Avacta’s Diagnostics Division works with partners world-wide to develop bespoke Affimer reagents for third party products. The Group is also developing an in-house pipeline of Affimer-based diagnostic assays including the AffiDX® SARS-CoV-2 Lateral Flow Rapid Antigen Test and AffiDX® BAMS™ SARS-CoV-2 Assay in partnership with Adeptrix Inc.

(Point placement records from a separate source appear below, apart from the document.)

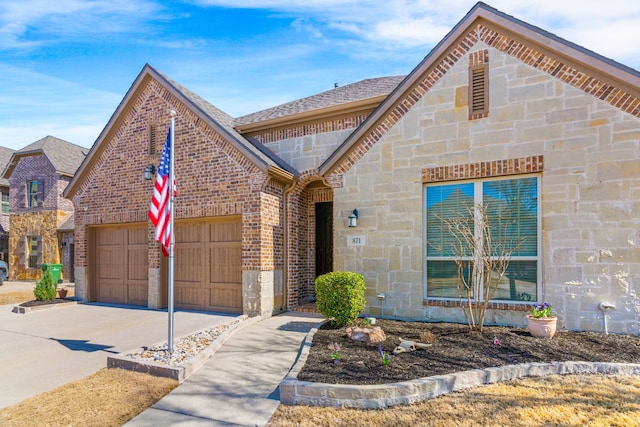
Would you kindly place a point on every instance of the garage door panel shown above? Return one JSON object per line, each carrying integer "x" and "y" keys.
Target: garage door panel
{"x": 208, "y": 265}
{"x": 225, "y": 297}
{"x": 137, "y": 292}
{"x": 137, "y": 263}
{"x": 188, "y": 264}
{"x": 112, "y": 292}
{"x": 121, "y": 264}
{"x": 188, "y": 296}
{"x": 110, "y": 266}
{"x": 225, "y": 231}
{"x": 225, "y": 263}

Avacta’s Therapeutics Division is addressing a critical gap in current cancer treatment – the lack of a durable response to current immunotherapies experienced by most patients. By combining its two proprietary platforms the Group is building a wholly owned pipeline of novel cancer therapies deigned to be effective for all cancer patients. In 2021 Avacta will commence a phase 1 first-in-human, open label, dose-escalation and expansion study of AVA6000 Pro-doxorubicin, the Group’s lead pre|CISION™ prodrug, in patients with locally advanced or metastatic selected solid tumours.
Avacta has established drug development partnerships with pharma and biotech, including a research collaboration with ModernaTX,Inc. (formerly Moderna Therapeutics Inc.), a multi-target deal with LG Chem worth up to $400m, a joint venture in South Korea with Daewoong Pharmaceutical focused on cell and gene therapies incorporating Affimer immune-modulators, a partnership with ADC Therapeutics to develop Affimer-drug conjugates and a collaboration with Point Biopharma to develop radiopharmaceuticals based on the pre|CISION™ platform. Avacta continues to actively seek to license its proprietary platforms in a range of therapeutic areas.